Order (Gerald Lebovits, J.), dated October 3, 2008, reversed, without costs, and landlord's motion for summary judgment is denied.

The proper resolution of this nonpayment summary proceeding, and tenant's rent overcharge counterclaim, rests upon whether the demised hotel unit is subject to rent stabilization coverage, a question which, in turn, hinges on whether the "rent charged" for the unit was less than $350 per month or $88 per week on May 31, 1968 (Rent Stabilization Law of 1969 [Administrative Code of City of NY] § 26-506[a]; see Towers Hotel Investors Corp. v Davis, 54 AD2d 730 [1976], affd 42 NY2d 923 [1977]). In moving for summary judgment, petitioner-landlord failed to submit evidence sufficient to establish as a matter of law the deregulated status of the hotel unit. The sparse documentation relied upon by landlord, including the 1968 edition of the national "Hotel & Motel Red Book" indicating that single-occupancy rates for any of the 700 units in the subject hotel premises ranged from between $11 to $14 per day at that time, fell short of meeting landlord's initial burden to establish prima facie that the rental value of tenant's unit exceeded the applicable monetary floor on the statutory base date. Significantly, the $11 minimum daily rate referenced in the 1968 red book, projected over a weekly or monthly rental, serves to undermine landlord's litigation position.

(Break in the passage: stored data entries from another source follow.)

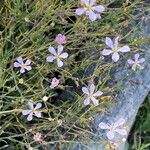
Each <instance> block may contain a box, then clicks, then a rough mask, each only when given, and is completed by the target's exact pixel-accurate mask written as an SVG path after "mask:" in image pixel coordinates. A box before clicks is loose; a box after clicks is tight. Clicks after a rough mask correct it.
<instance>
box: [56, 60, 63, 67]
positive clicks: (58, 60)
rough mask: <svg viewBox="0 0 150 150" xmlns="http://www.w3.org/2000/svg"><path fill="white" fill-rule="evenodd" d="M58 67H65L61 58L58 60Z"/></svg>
mask: <svg viewBox="0 0 150 150" xmlns="http://www.w3.org/2000/svg"><path fill="white" fill-rule="evenodd" d="M57 66H58V67H62V66H63V62H62V61H61V60H60V59H59V58H58V59H57Z"/></svg>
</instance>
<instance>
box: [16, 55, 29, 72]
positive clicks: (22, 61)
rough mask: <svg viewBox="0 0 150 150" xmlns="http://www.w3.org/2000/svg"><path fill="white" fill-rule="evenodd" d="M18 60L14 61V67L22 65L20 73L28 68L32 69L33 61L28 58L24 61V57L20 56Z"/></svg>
mask: <svg viewBox="0 0 150 150" xmlns="http://www.w3.org/2000/svg"><path fill="white" fill-rule="evenodd" d="M16 60H17V62H14V67H16V68H18V67H20V73H24V72H25V71H26V70H28V71H29V70H31V69H32V68H31V66H30V65H31V61H30V60H26V61H25V63H24V60H23V58H22V57H18V58H17V59H16Z"/></svg>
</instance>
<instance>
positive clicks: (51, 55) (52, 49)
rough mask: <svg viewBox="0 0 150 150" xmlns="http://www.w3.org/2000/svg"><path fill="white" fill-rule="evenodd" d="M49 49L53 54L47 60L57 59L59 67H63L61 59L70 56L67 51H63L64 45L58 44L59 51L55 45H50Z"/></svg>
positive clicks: (47, 57)
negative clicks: (56, 49)
mask: <svg viewBox="0 0 150 150" xmlns="http://www.w3.org/2000/svg"><path fill="white" fill-rule="evenodd" d="M48 50H49V52H50V53H51V54H52V55H50V56H48V57H47V61H48V62H53V61H54V60H55V59H56V61H57V66H58V67H62V66H63V62H62V61H61V59H65V58H67V57H68V53H66V52H65V53H62V51H63V46H62V45H58V50H57V51H56V50H55V49H54V48H53V47H51V46H49V47H48Z"/></svg>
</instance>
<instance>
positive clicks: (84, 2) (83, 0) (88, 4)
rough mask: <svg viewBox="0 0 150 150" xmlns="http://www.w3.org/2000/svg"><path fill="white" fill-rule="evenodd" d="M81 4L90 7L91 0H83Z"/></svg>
mask: <svg viewBox="0 0 150 150" xmlns="http://www.w3.org/2000/svg"><path fill="white" fill-rule="evenodd" d="M81 3H83V4H85V5H86V6H89V0H81Z"/></svg>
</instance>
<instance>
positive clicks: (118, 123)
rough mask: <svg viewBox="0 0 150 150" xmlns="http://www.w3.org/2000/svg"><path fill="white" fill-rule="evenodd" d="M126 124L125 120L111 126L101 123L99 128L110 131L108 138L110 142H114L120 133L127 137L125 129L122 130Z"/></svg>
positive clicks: (115, 123)
mask: <svg viewBox="0 0 150 150" xmlns="http://www.w3.org/2000/svg"><path fill="white" fill-rule="evenodd" d="M124 123H125V120H124V119H123V118H120V119H119V120H118V121H117V122H115V123H113V124H111V125H108V124H106V123H104V122H101V123H100V124H99V128H101V129H104V130H105V129H106V130H109V131H108V132H107V134H106V136H107V138H108V139H109V140H112V139H114V137H115V133H118V134H120V135H127V131H126V130H125V129H123V128H120V126H122V125H123V124H124Z"/></svg>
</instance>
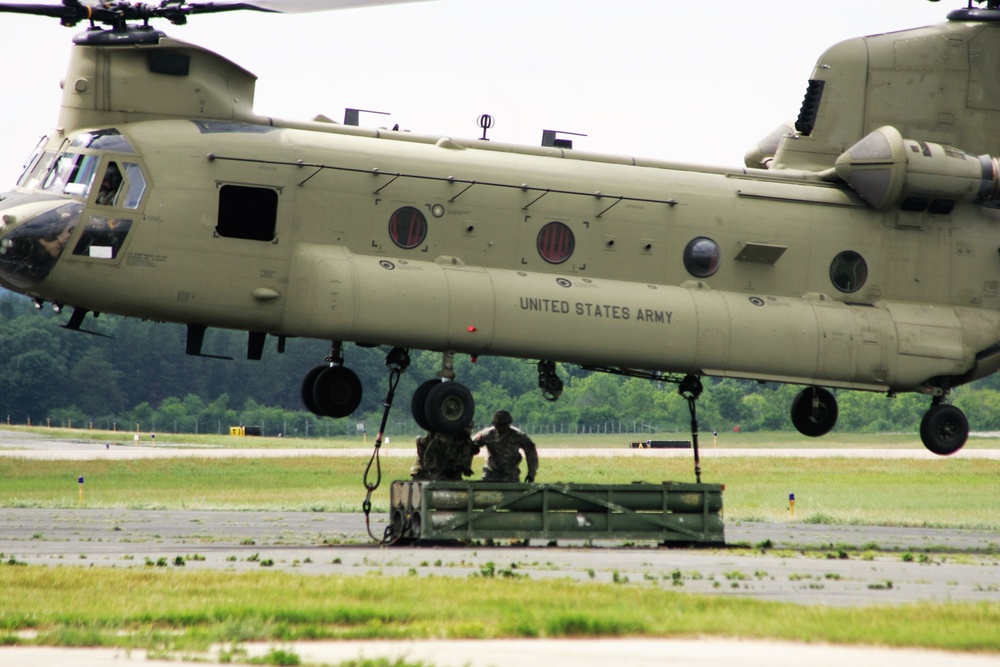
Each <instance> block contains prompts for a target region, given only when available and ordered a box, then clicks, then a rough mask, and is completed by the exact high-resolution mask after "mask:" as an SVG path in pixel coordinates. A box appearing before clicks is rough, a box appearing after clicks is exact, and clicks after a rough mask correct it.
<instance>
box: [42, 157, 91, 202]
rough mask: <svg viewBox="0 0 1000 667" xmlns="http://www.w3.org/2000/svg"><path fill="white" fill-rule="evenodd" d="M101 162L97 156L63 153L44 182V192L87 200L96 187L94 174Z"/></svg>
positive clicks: (47, 176)
mask: <svg viewBox="0 0 1000 667" xmlns="http://www.w3.org/2000/svg"><path fill="white" fill-rule="evenodd" d="M100 161H101V158H100V156H97V155H80V154H78V153H61V154H60V155H59V156H58V157H57V158H56V160H55V163H54V164H53V165H52V168H51V169H49V173H48V174H46V176H45V180H44V181H42V190H44V191H46V192H52V193H56V194H64V195H72V196H74V197H83V198H86V197H87V195H89V194H90V188H91V187H92V186H93V185H94V174H95V173H96V172H97V165H98V163H99V162H100Z"/></svg>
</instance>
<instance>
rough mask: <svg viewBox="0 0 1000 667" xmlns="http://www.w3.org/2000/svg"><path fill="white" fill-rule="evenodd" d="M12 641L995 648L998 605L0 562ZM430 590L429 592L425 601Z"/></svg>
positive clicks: (153, 646)
mask: <svg viewBox="0 0 1000 667" xmlns="http://www.w3.org/2000/svg"><path fill="white" fill-rule="evenodd" d="M0 591H2V593H0V597H2V599H3V610H2V612H0V635H5V636H6V637H7V638H8V641H10V642H11V643H18V644H38V645H68V646H77V645H79V646H122V647H143V648H155V649H157V650H163V651H174V650H205V649H207V648H208V647H209V646H210V645H211V644H213V643H222V642H225V643H233V642H247V641H276V642H288V641H296V640H308V639H366V638H414V639H416V638H474V639H484V638H508V637H529V638H530V637H590V636H602V637H611V636H620V637H624V636H628V637H693V636H704V635H716V636H726V637H739V638H756V639H778V640H791V641H808V642H831V643H836V644H882V645H889V646H920V647H928V648H939V649H948V650H967V651H997V650H1000V635H998V634H997V632H996V628H997V627H1000V604H996V603H990V604H986V603H978V604H918V605H903V606H899V607H893V608H892V609H891V611H890V610H887V609H886V608H884V607H882V608H879V607H863V608H851V609H845V608H827V607H822V606H818V605H817V606H812V607H802V606H799V605H793V604H783V603H774V602H762V601H755V600H744V599H737V598H729V597H722V596H718V597H715V596H698V595H687V594H683V593H677V592H674V591H671V590H662V589H658V588H650V587H640V586H630V585H621V584H618V585H615V584H592V583H587V584H581V583H576V582H571V581H568V580H543V581H538V580H531V581H525V580H520V579H496V578H482V577H473V578H469V579H467V580H465V581H463V582H461V585H457V586H456V584H455V581H454V580H452V579H450V578H433V577H428V578H417V579H414V578H412V577H407V578H405V579H403V578H393V577H382V576H368V577H344V576H318V577H302V576H296V575H294V574H289V573H282V572H274V571H267V572H252V573H242V574H236V573H225V572H187V571H176V570H175V571H156V572H148V571H135V570H114V569H107V568H93V569H82V568H57V569H51V568H42V567H19V568H0ZM428 600H433V601H434V604H427V601H428Z"/></svg>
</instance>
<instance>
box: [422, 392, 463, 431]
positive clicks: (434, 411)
mask: <svg viewBox="0 0 1000 667" xmlns="http://www.w3.org/2000/svg"><path fill="white" fill-rule="evenodd" d="M424 407H425V410H426V413H427V423H428V424H429V425H430V427H431V428H430V429H429V430H431V431H437V432H439V433H458V432H459V431H462V430H463V429H464V428H465V427H466V426H468V425H469V424H471V423H472V416H473V414H474V413H475V411H476V404H475V401H473V400H472V393H471V392H470V391H469V390H468V389H466V388H465V385H461V384H458V383H457V382H442V383H440V384H439V385H438V386H436V387H433V388H431V391H430V393H429V394H427V401H426V402H425V404H424Z"/></svg>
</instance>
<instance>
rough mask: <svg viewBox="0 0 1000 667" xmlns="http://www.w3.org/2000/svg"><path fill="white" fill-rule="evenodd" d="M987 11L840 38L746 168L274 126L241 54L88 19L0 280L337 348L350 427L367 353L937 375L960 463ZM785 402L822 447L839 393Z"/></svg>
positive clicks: (351, 129)
mask: <svg viewBox="0 0 1000 667" xmlns="http://www.w3.org/2000/svg"><path fill="white" fill-rule="evenodd" d="M988 4H989V6H988V7H987V8H986V9H959V10H956V11H954V12H952V13H951V14H950V15H949V20H948V21H947V22H944V23H941V24H940V25H935V26H929V27H924V28H917V29H914V30H904V31H901V32H894V33H890V34H884V35H876V36H871V37H861V38H857V39H853V40H849V41H846V42H843V43H841V44H838V45H836V46H834V47H832V48H831V49H829V50H828V51H826V53H824V54H823V55H822V56H821V57H820V59H819V61H818V63H817V66H816V69H815V70H814V72H813V74H812V76H811V79H810V81H809V82H808V85H807V91H806V95H805V98H804V102H803V105H802V108H801V109H800V110H799V115H798V118H797V119H796V121H795V122H794V123H792V124H789V125H784V126H781V127H779V129H778V130H777V131H776V132H774V133H772V134H771V135H768V137H767V138H765V139H764V140H763V141H761V142H760V144H758V145H757V146H754V147H753V148H752V149H751V150H750V151H749V152H748V153H747V157H746V165H745V166H743V167H739V168H714V167H704V166H691V165H682V164H677V163H672V162H667V161H659V160H652V159H643V158H637V157H631V156H609V155H597V154H592V153H586V152H582V151H576V150H572V149H569V148H565V147H530V146H514V145H509V144H502V143H498V142H493V141H489V142H486V141H479V140H475V139H457V138H452V137H438V136H422V135H419V134H414V133H410V132H399V131H394V130H385V129H372V128H363V127H357V126H352V125H341V124H338V123H333V122H327V121H301V122H300V121H287V120H281V119H276V118H267V117H261V116H257V115H255V114H254V112H253V97H254V83H255V77H254V76H253V75H252V74H250V73H249V72H247V71H246V70H244V69H243V68H241V67H239V66H238V65H236V64H235V63H232V62H230V61H229V60H227V59H225V58H224V57H222V56H219V55H217V54H215V53H213V52H211V51H208V50H206V49H204V48H201V47H198V46H195V45H192V44H187V43H185V42H181V41H178V40H175V39H172V38H169V37H166V36H156V37H155V38H151V37H150V35H149V31H145V32H143V31H140V30H138V29H135V30H134V32H132V33H130V32H128V31H127V30H126V31H124V32H121V33H120V34H119V35H118V36H117V37H116V38H115V39H108V38H102V37H100V35H107V34H109V33H99V32H97V33H87V34H85V35H81V36H80V37H78V39H77V40H76V42H77V43H76V45H75V46H74V48H73V51H72V55H71V61H70V64H69V67H68V70H67V74H66V77H65V85H64V87H63V88H64V90H63V98H62V108H61V113H60V116H59V123H58V127H59V129H57V130H54V131H53V132H51V133H50V134H49V136H48V139H47V142H45V143H44V144H43V145H41V146H40V148H39V151H38V153H37V154H36V155H35V156H34V157H33V158H32V160H31V162H29V164H28V168H27V170H26V172H25V175H24V176H22V178H21V180H20V181H19V183H18V185H17V187H15V188H14V189H13V190H12V191H11V192H9V193H7V194H6V195H5V199H4V200H3V201H2V202H0V216H2V219H3V229H2V234H3V239H2V240H0V243H2V252H0V283H2V284H3V285H4V286H6V287H8V288H10V289H13V290H16V291H19V292H22V293H24V294H27V295H29V296H31V297H33V298H36V299H38V300H45V301H52V302H55V303H57V304H60V305H66V306H71V307H73V309H74V311H73V316H72V318H71V320H70V324H69V327H70V328H75V329H79V328H81V323H82V320H83V318H84V317H85V316H86V315H87V313H88V312H100V313H114V314H120V315H126V316H133V317H141V318H148V319H153V320H158V321H171V322H178V323H183V324H186V325H188V332H189V336H188V351H189V352H190V353H193V354H199V353H201V336H203V334H204V330H205V328H207V327H223V328H230V329H241V330H246V331H248V332H250V343H249V347H248V354H249V355H250V356H251V357H253V358H259V356H260V352H261V349H262V346H263V340H264V337H265V336H266V335H271V336H278V337H288V336H297V337H309V338H318V339H324V340H329V341H331V342H332V344H333V347H332V350H333V351H332V353H331V362H330V363H328V364H326V365H327V366H330V365H331V364H332V366H333V367H334V368H333V369H328V368H325V367H324V368H321V367H320V366H318V367H317V368H316V369H314V372H313V373H310V376H309V378H308V379H307V382H306V383H304V387H303V398H304V400H305V402H306V404H307V406H308V407H309V408H310V409H312V410H314V411H316V412H319V413H321V414H329V415H331V416H346V415H347V414H350V412H352V411H353V409H354V407H356V406H357V402H356V401H355V400H354V399H353V398H351V399H350V400H347V401H345V403H344V404H343V405H341V406H337V405H332V404H330V403H329V402H328V401H325V400H324V396H325V395H327V394H328V393H329V392H331V391H333V392H334V393H336V391H340V392H341V394H343V393H344V392H345V391H347V390H349V391H347V393H348V394H351V392H353V393H355V394H357V400H360V384H359V383H357V381H356V377H355V378H354V379H352V377H351V376H352V375H353V374H352V373H350V371H349V370H348V369H346V368H344V367H343V366H344V364H345V363H347V362H349V359H345V355H344V349H343V344H344V343H345V342H356V343H361V344H381V345H390V346H397V347H402V348H420V349H429V350H436V351H440V352H442V353H443V354H444V361H443V367H442V371H441V373H440V375H441V377H442V378H443V379H445V380H454V379H455V378H454V373H453V371H452V369H451V362H450V359H451V358H452V357H453V355H454V354H456V353H458V354H468V355H501V356H512V357H521V358H526V359H533V360H540V361H542V362H563V363H571V364H579V365H582V366H587V367H596V368H600V369H610V370H614V371H621V372H630V370H631V369H644V370H645V371H648V372H650V373H671V374H685V375H687V374H690V375H696V376H697V375H715V376H721V377H734V378H746V379H754V380H761V381H775V382H785V383H795V384H802V385H806V386H807V387H809V388H811V387H826V388H835V389H857V390H865V391H875V392H883V393H888V394H892V393H895V392H902V391H914V392H921V393H924V394H928V395H930V396H932V397H933V401H932V403H933V405H932V407H931V409H930V410H929V411H928V413H927V416H926V417H925V419H924V422H923V423H922V425H921V435H922V437H923V439H924V442H925V444H927V445H928V447H929V448H930V449H931V450H932V451H935V452H937V453H941V454H947V453H951V452H953V451H956V450H957V449H958V448H960V447H961V446H962V444H964V442H965V438H966V436H967V434H968V423H967V422H966V421H965V417H964V415H962V414H961V412H960V411H958V410H957V409H956V408H953V407H952V406H946V405H944V404H943V403H941V400H942V399H943V398H944V397H946V396H947V395H948V393H949V391H950V390H951V388H953V387H955V386H958V385H961V384H964V383H967V382H970V381H972V380H975V379H978V378H981V377H984V376H986V375H989V374H991V373H993V372H995V371H996V370H997V369H998V368H1000V255H998V251H997V250H998V248H1000V211H998V210H997V207H996V202H997V200H998V199H1000V163H998V161H997V159H996V158H995V157H993V156H997V155H1000V134H998V133H996V132H995V131H994V130H993V128H996V127H997V126H998V125H1000V80H998V79H997V78H996V77H995V76H993V75H992V72H984V68H987V67H993V65H992V63H995V62H997V57H1000V10H998V9H997V7H996V6H995V4H996V3H993V2H990V3H988ZM140 32H141V33H142V34H141V35H140V36H136V37H135V38H134V39H133V38H132V37H130V36H129V35H139V33H140ZM62 168H65V173H63V172H62V171H60V170H61V169H62ZM111 174H117V176H116V179H115V183H116V185H115V188H116V189H115V190H114V191H113V192H108V191H107V190H106V188H105V191H104V192H100V191H99V190H100V187H99V184H100V186H101V187H104V183H103V182H102V180H101V176H102V175H103V176H104V177H105V179H106V180H107V179H108V176H109V175H111ZM88 179H89V180H88ZM119 181H120V183H119ZM317 361H319V360H317ZM541 367H542V365H541V364H540V368H541ZM546 368H549V369H551V368H554V366H552V365H551V363H550V364H549V366H547V367H546ZM328 370H329V371H330V373H332V375H331V374H330V373H324V371H328ZM334 371H335V372H334ZM546 372H551V371H546ZM321 376H322V378H323V379H321ZM355 384H356V385H357V386H355ZM443 384H445V385H449V386H448V387H446V388H444V389H442V388H440V387H437V386H434V387H428V388H426V389H425V391H426V400H427V403H426V405H425V403H424V401H423V400H420V401H416V402H415V407H414V410H415V413H414V415H415V417H418V419H417V421H418V423H420V422H421V419H420V418H421V417H430V416H431V415H432V414H433V415H439V416H440V417H441V419H439V420H437V421H436V422H434V423H438V424H439V425H441V424H443V425H444V426H445V427H448V428H450V427H451V426H454V427H455V428H461V427H464V426H465V424H467V423H468V421H469V420H471V418H472V412H471V410H472V401H471V397H466V395H465V394H467V391H466V392H465V394H463V393H461V392H459V391H458V387H459V385H458V384H457V383H454V382H446V383H443ZM314 385H315V386H314ZM560 386H561V385H560ZM351 395H352V396H353V394H351ZM424 398H425V396H424V394H421V399H424ZM424 410H427V411H428V414H423V411H424ZM449 411H450V412H449ZM439 413H440V414H439ZM792 414H793V421H794V422H795V424H796V426H797V427H798V428H799V429H800V430H801V431H803V432H804V433H807V434H808V435H822V434H823V433H826V432H827V431H829V430H830V428H832V427H833V423H834V422H835V419H836V404H835V399H834V398H833V395H832V394H830V393H829V392H828V391H825V390H812V389H807V390H806V391H804V392H803V394H801V395H800V399H797V400H796V405H795V406H793V412H792ZM449 415H450V416H449ZM442 420H443V421H442ZM432 421H433V420H432Z"/></svg>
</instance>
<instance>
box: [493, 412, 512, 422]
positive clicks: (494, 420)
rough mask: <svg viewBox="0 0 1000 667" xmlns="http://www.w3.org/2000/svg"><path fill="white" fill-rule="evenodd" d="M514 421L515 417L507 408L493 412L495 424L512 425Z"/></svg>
mask: <svg viewBox="0 0 1000 667" xmlns="http://www.w3.org/2000/svg"><path fill="white" fill-rule="evenodd" d="M512 423H514V418H513V417H511V416H510V413H509V412H507V411H506V410H497V411H496V412H494V413H493V424H494V425H495V426H510V425H511V424H512Z"/></svg>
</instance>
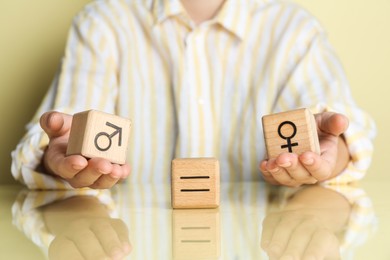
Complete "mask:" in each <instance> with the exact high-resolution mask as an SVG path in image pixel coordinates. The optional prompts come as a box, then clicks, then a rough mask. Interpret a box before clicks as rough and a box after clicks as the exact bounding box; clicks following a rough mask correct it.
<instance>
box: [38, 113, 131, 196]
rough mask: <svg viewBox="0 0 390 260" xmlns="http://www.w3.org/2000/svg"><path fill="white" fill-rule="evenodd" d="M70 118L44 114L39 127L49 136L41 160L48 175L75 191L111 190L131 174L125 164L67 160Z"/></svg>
mask: <svg viewBox="0 0 390 260" xmlns="http://www.w3.org/2000/svg"><path fill="white" fill-rule="evenodd" d="M72 118H73V117H72V116H71V115H68V114H64V113H60V112H55V111H52V112H47V113H45V114H43V115H42V116H41V118H40V124H41V127H42V128H43V130H44V131H45V132H46V134H47V135H48V136H49V139H50V141H49V145H48V147H47V149H46V151H45V154H44V156H43V164H44V167H45V168H46V170H47V172H48V173H49V174H52V175H55V176H58V177H61V178H62V179H64V180H66V181H68V182H69V184H70V185H71V186H72V187H74V188H82V187H90V188H95V189H106V188H111V187H112V186H113V185H115V184H116V183H117V182H118V181H119V180H120V179H125V178H127V176H128V175H129V174H130V166H129V165H128V164H124V165H118V164H112V163H111V162H109V161H108V160H106V159H103V158H92V159H89V160H87V159H86V158H85V157H83V156H81V155H70V156H66V149H67V146H68V140H69V132H70V127H71V124H72Z"/></svg>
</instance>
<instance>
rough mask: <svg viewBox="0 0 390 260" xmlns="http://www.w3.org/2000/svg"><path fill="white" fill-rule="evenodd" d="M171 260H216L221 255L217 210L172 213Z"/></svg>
mask: <svg viewBox="0 0 390 260" xmlns="http://www.w3.org/2000/svg"><path fill="white" fill-rule="evenodd" d="M172 249H173V250H172V251H173V259H188V258H189V257H190V258H191V259H218V258H219V257H220V255H221V227H220V215H219V209H176V210H173V212H172Z"/></svg>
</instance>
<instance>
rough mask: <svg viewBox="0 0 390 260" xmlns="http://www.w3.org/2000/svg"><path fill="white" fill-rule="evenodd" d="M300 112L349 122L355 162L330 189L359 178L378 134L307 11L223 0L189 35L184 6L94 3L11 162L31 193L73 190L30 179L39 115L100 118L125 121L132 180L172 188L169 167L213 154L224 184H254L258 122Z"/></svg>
mask: <svg viewBox="0 0 390 260" xmlns="http://www.w3.org/2000/svg"><path fill="white" fill-rule="evenodd" d="M299 107H306V108H309V109H310V110H311V111H312V112H314V113H317V112H322V111H337V112H339V113H343V114H345V115H346V116H347V117H349V119H350V122H351V123H350V127H349V129H348V131H347V132H346V133H345V137H346V141H347V143H348V147H349V151H350V154H351V158H352V160H351V162H350V164H349V165H348V167H347V169H346V170H345V171H344V172H343V173H342V174H341V175H339V176H338V177H336V178H335V179H333V180H332V181H333V182H336V183H341V182H344V183H345V182H351V181H354V180H358V179H361V178H362V177H363V176H364V174H365V172H366V170H367V168H368V166H369V164H370V161H371V154H372V149H373V148H372V138H373V136H374V134H375V129H374V124H373V122H372V120H371V118H370V117H369V116H368V115H367V114H366V113H365V112H364V111H362V110H361V109H360V108H359V107H357V105H356V104H355V102H354V100H353V98H352V96H351V92H350V89H349V85H348V82H347V79H346V77H345V74H344V72H343V69H342V66H341V65H340V63H339V61H338V58H337V57H336V55H335V53H334V52H333V49H332V48H331V46H330V45H329V43H328V41H327V39H326V35H325V32H324V30H323V29H322V28H321V26H320V24H319V23H318V22H317V21H316V20H315V19H314V18H313V17H312V16H311V15H309V14H308V13H307V12H305V11H304V10H302V9H301V8H299V7H298V6H296V5H293V4H291V3H285V2H279V1H273V0H245V1H234V0H227V1H226V2H225V3H224V5H223V6H222V8H221V9H220V10H219V12H218V13H217V15H216V16H215V17H214V18H213V19H211V20H209V21H206V22H203V23H201V24H200V25H195V24H194V22H192V21H191V19H190V18H189V17H188V15H187V14H186V12H185V10H184V9H183V7H182V5H181V3H180V1H179V0H169V1H168V0H167V1H162V0H161V1H158V0H155V1H154V0H100V1H95V2H93V3H91V4H89V5H87V6H86V7H85V8H84V9H83V10H82V11H81V12H80V13H79V14H78V15H77V16H76V17H75V18H74V21H73V24H72V27H71V29H70V32H69V37H68V42H67V46H66V50H65V55H64V58H63V61H62V63H61V67H60V70H59V72H58V74H57V75H56V77H55V80H54V81H53V84H52V85H51V87H50V90H49V91H48V94H47V95H46V97H45V99H44V101H43V103H42V105H41V107H40V108H39V110H38V112H37V113H36V116H35V117H34V118H33V120H32V122H31V123H30V124H29V125H28V132H27V134H26V135H25V137H24V138H23V140H22V141H21V142H20V144H19V145H18V147H17V148H16V150H15V151H14V152H13V154H12V156H13V165H12V172H13V175H14V176H15V178H16V179H18V180H20V181H21V182H23V183H25V184H26V185H27V186H28V187H30V188H53V189H62V188H70V186H69V185H68V184H66V183H65V182H63V181H61V180H58V179H55V178H54V177H51V176H48V175H43V174H41V173H39V172H38V171H37V170H36V167H37V165H38V164H39V163H40V161H41V157H42V154H43V149H44V147H45V146H46V145H47V143H48V140H47V137H46V136H45V134H44V133H43V132H42V130H41V129H40V127H39V124H38V121H39V116H40V115H41V114H42V113H43V112H45V111H48V110H58V111H62V112H66V113H70V114H73V113H76V112H80V111H84V110H89V109H97V110H101V111H105V112H108V113H113V114H117V115H119V116H123V117H127V118H130V119H131V120H132V131H131V137H130V143H129V145H130V148H129V151H130V153H129V155H128V162H129V163H130V165H131V167H132V175H131V176H130V177H129V181H137V182H138V181H141V182H163V181H167V180H169V175H170V164H171V160H172V158H175V157H211V156H212V157H216V158H218V159H219V160H220V164H221V172H222V174H221V177H222V180H223V181H245V180H258V179H260V178H261V177H260V176H261V175H260V174H259V169H258V165H259V162H260V161H261V160H262V159H263V158H264V157H265V145H264V138H263V134H262V124H261V117H262V116H263V115H265V114H271V113H275V112H280V111H286V110H290V109H295V108H299Z"/></svg>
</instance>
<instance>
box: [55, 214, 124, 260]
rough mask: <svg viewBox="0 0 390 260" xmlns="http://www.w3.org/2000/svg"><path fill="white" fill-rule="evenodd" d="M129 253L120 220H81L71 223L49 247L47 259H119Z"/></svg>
mask: <svg viewBox="0 0 390 260" xmlns="http://www.w3.org/2000/svg"><path fill="white" fill-rule="evenodd" d="M130 251H131V246H130V243H129V239H128V232H127V228H126V226H125V224H124V223H123V222H122V221H121V220H119V219H107V218H84V219H78V220H75V221H73V222H72V223H70V224H69V225H68V226H67V228H66V230H65V232H63V233H61V234H60V235H58V236H56V238H55V239H54V240H53V242H52V243H51V244H50V247H49V258H50V259H122V258H124V257H125V256H126V255H128V254H129V253H130Z"/></svg>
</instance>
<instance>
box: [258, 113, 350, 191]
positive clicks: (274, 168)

Nor should collateral estoppel effect be given to a jury finding of no stabilization coverage, made in connection with a prior eviction proceeding brought against another tenant of a different unit located on the same floor of the hotel premises. By virtue of her status as a nonparty in the earlier eviction proceeding, tenant was not afforded "a full and fair opportunity to contest the [determination] now said to be controlling" (Schwartz v Public Adm'r of County of Bronx, 24 NY2d 65, 71 [1969]; see Liss v Trans Auto Sys., 68 NY2d 15 [1986]).

We note that upon the trial of this matter the landlord, not tenant, will bear the evidentiary burden to establish the 1968 rental value of the hotel unit (see Alphonse Hotel Corp. v Fusco, 189 Misc 2d 219 [2001]).

THIS CONSTITUTES THE DECISION AND ORDER OF THE COURT.